I reference Coates’ students—his Black readers in particular—and with this essay Coates is arguably not only writing to his Howard students but to black nationalists young and old—may see themselves in two ways. For most, Coates’ experiences will remind them of what they imagine Apartheid to be. But for Coates the experiences work to remind him both of the dangers of taking the dream as one’s own—in Between the World and Me he writes of the dream as being made of broken and bruised black bodies—and again of the possibilities black map making can play.
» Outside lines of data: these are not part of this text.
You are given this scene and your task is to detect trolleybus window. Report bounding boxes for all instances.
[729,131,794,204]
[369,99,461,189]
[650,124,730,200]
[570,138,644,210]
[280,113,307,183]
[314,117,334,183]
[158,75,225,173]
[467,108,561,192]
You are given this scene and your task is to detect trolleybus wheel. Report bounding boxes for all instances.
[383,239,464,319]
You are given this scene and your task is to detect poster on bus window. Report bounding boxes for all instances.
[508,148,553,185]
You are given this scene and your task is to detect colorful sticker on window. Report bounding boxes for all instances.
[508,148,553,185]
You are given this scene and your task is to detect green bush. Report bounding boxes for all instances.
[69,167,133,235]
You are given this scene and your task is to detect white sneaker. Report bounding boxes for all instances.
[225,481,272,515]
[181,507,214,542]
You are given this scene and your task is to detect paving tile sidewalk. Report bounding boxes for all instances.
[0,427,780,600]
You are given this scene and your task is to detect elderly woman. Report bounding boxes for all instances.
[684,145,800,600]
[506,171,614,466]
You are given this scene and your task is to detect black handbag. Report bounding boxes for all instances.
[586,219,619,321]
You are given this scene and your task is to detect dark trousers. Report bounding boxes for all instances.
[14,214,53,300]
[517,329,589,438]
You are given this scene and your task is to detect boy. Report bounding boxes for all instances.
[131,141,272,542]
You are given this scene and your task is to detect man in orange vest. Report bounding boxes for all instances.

I’ve critiques. His “On Pharaohs” doesn’t reflect quite the same appreciation for black heterogeneity I see expressed in Between the World and Me. And perhaps because he missed the height of what I’d call “generation X black nationalism” by about a decade, he misses the cultural-ethical turn many of us made in studying Ancient Egypt. While he’s beginning to see the connections between ideas, interests, and institutions, he isn’t quite there yet—the lack of Palestinian journalists is very much the result of a political project I’m unsure the presence of Palestinian journalists would by itself render the region more democratic.
But those critiques are minor. For someone like me, with a ticking clock and a mission, reading The Message is a tonic.
That’s all for now.
If you haven’t done so already, take a bit of time to tell the ones you love that you love them. We’re going to have enough to do come the new year.